Dua dari tiga penelitian eksperimental di China juga menunjukkan, orang yang menggunakan masker N95 sambil berjalan di pusat kota Beijing, memiliki tekanan darah lebih rendah daripada saat tidak memakai masker. Pada orang sakit, aliran darah dan pengiriman oksigen ke jantung lebih baik saat memakai masker N95.
Studi ini menyimpulkan, memakai masker N95 dapat mengurangi efek paparan jangka pendek pada jantung dan pembuluh darah dari polusi udara perkotaan.
Apapun jenisnya, masker tetap berguna untuk mengurangi kemungkinan penularan penyakit. Ahli paru, dr Fathiyah Isbaniah menjelaskan, masker mesti digunakan oleh orang yang sakit agar tidak menularkan penyakitnya.

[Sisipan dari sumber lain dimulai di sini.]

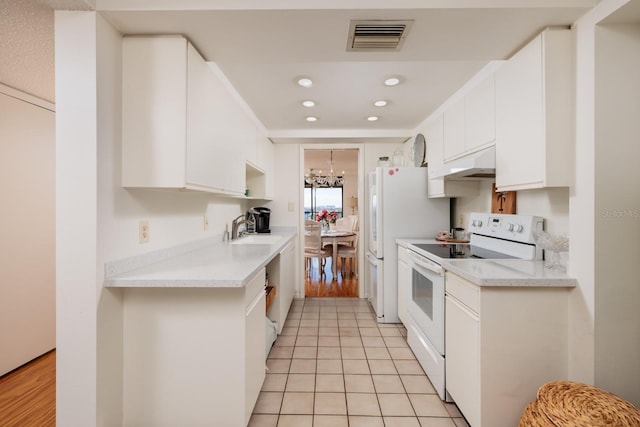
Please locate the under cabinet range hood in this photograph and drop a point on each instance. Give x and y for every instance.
(481, 164)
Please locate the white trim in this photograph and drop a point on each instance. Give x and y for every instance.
(26, 97)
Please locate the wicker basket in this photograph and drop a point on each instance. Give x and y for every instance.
(567, 403)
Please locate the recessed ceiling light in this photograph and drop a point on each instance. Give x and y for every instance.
(392, 81)
(305, 82)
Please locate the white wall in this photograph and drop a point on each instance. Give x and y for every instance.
(76, 219)
(617, 210)
(604, 318)
(27, 227)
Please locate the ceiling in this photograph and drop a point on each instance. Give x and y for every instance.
(262, 46)
(263, 50)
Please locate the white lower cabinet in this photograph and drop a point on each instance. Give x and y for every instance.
(255, 335)
(502, 344)
(193, 356)
(404, 284)
(282, 275)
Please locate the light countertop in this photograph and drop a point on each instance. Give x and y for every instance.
(504, 272)
(211, 263)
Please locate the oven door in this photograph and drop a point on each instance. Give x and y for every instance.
(426, 305)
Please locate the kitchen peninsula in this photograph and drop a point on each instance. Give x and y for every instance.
(194, 327)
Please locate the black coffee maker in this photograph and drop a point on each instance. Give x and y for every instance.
(261, 218)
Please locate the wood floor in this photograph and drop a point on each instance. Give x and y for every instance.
(323, 285)
(28, 394)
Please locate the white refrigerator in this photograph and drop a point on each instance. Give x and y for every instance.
(398, 207)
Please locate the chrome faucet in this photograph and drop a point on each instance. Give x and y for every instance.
(235, 225)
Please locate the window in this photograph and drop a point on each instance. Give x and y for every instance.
(319, 198)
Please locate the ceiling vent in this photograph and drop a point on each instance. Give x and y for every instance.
(377, 35)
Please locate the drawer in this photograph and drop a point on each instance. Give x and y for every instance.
(464, 291)
(255, 285)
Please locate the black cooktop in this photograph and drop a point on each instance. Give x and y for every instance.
(452, 250)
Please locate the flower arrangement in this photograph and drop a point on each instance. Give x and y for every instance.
(325, 215)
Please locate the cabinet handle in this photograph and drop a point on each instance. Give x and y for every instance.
(258, 298)
(462, 307)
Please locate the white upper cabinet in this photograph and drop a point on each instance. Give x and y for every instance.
(470, 123)
(480, 115)
(434, 136)
(454, 130)
(533, 112)
(182, 128)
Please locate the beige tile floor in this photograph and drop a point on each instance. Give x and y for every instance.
(335, 366)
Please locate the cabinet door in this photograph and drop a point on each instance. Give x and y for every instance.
(205, 164)
(265, 154)
(434, 136)
(255, 337)
(404, 284)
(480, 115)
(519, 109)
(454, 133)
(462, 337)
(154, 104)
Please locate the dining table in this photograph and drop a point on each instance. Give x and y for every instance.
(334, 237)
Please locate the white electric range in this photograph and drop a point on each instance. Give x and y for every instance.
(492, 236)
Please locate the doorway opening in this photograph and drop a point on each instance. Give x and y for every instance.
(331, 188)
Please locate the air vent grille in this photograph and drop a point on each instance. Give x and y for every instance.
(377, 35)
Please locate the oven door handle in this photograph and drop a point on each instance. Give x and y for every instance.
(425, 263)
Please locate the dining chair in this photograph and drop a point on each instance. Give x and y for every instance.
(313, 246)
(349, 252)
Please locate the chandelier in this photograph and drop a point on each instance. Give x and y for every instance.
(315, 178)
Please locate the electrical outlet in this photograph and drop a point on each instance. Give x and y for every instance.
(143, 231)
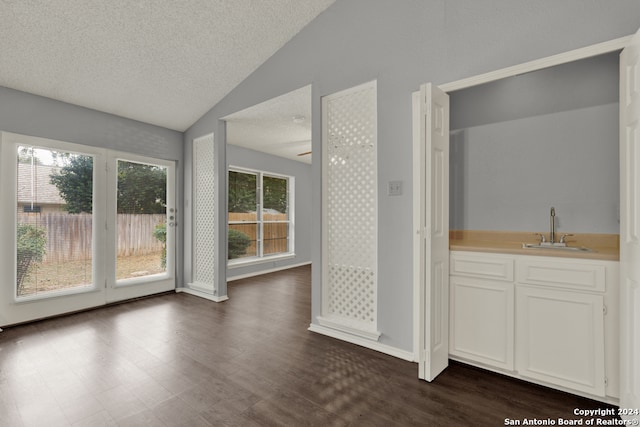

“Orang yang lagi sakit harus pakai masker dan segera menutup hidung dan mulut dengan sapu tangan saat bersin atau batuk agar tidak menularkan penyakitnya. Ini etika batuk,” kata Fathiyah.
Jika Anda tidak sedang memakai masker namun berada di sekitar orang sakit, dianjurkan untuk berdiri sekitar dua meter untuk menurunkan risiko penularan. Penelitian mendapati, udara di sekitar orang sakit, bahkan jika mereka tidak sedang batuk atau bersin, sarat dengan partikel aerosol kecil yang dapat menular.